The fork-tailed drongo or common drongo (Dicrurus adsimilis) is a very common species of passerine bird found across most of sub-Saharan Africa. It reaches a length of 23-26 cm (9-10 in). It is glossy black all over its body. Males are a bit more glossy than females. The tail is long and forked, the bill is strong and the eyes are a deep red. It is very similar to the square-tailed drongo (Dicrurus ludwigii), but the fork-tailed drongo is larger, and has a longer and more forked tail. The square-tailed drongo is generally shyer and found in denser habitats than the fork-tailed.
Diet and habitat
The fork-tailed drongo can be found in various habitats and will only shy away from the most arid deserts and very dense forests. It is often found in savannah woodlands, grasslands with scattered trees, plantations, gardens and parks.
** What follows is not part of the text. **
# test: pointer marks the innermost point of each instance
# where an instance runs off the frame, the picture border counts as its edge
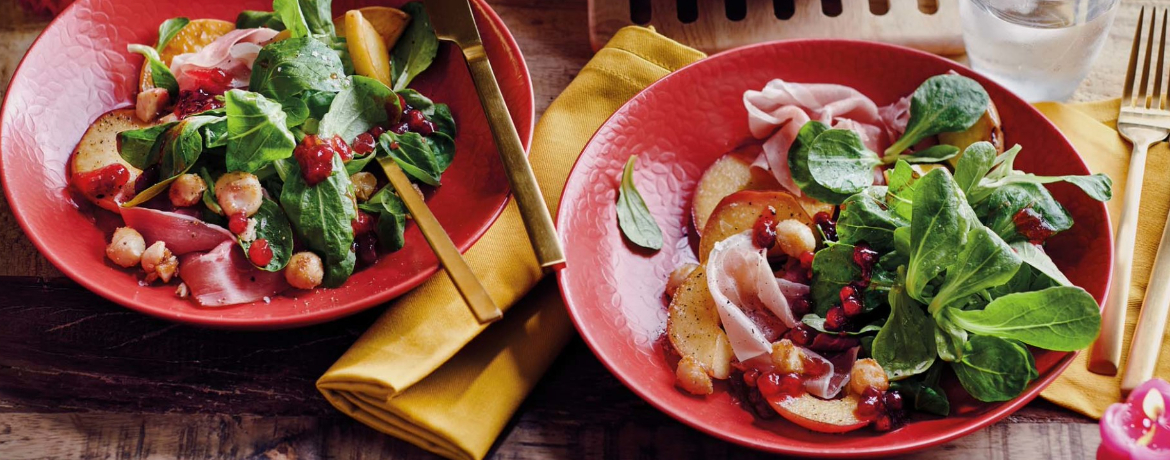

It has a highly variable and adaptable diet. Insects are the most common prey, which it catches in flight or on the ground, but it will also eat vertebrates such as small reptiles, fish and birds.
The fork-tailed drongo is well-known as a kleptoparasite, which means it steals food from other animals. A study found that it spends up to a quarter of its time following other animal species. The southern pied babbler (Turdoides bicolor) and meerkats (Suricata suricatta) are well-known birds and mammals frequently followed by drongos. The drongo is usually accepted by the other animals as it works as a sentry that keeps guard and it will give alarm calls if danger approaches. Sometimes the drongo will give a fake warning call, and it can even mimic the warning call of the species it follows. This will cause the other animals to flee. It can then unperturbed fly down from its perch and steal whatever food was left behind in the panic. It will also follow larger herbivores, such as antelopes, where it will catch insects disturbed by the activity and movement of the larger animal.
The nest is a small cup made out of grass, twigs, and similar plant materials, and is bound together with spider web. It is usually set between the branches of a fork in a tree 4-6 meters above ground. The female lays 2-5 eggs, which are incubated by both parents for 15-18 days. The chicks are fed by both parents and will leave the nest after 16-22 days.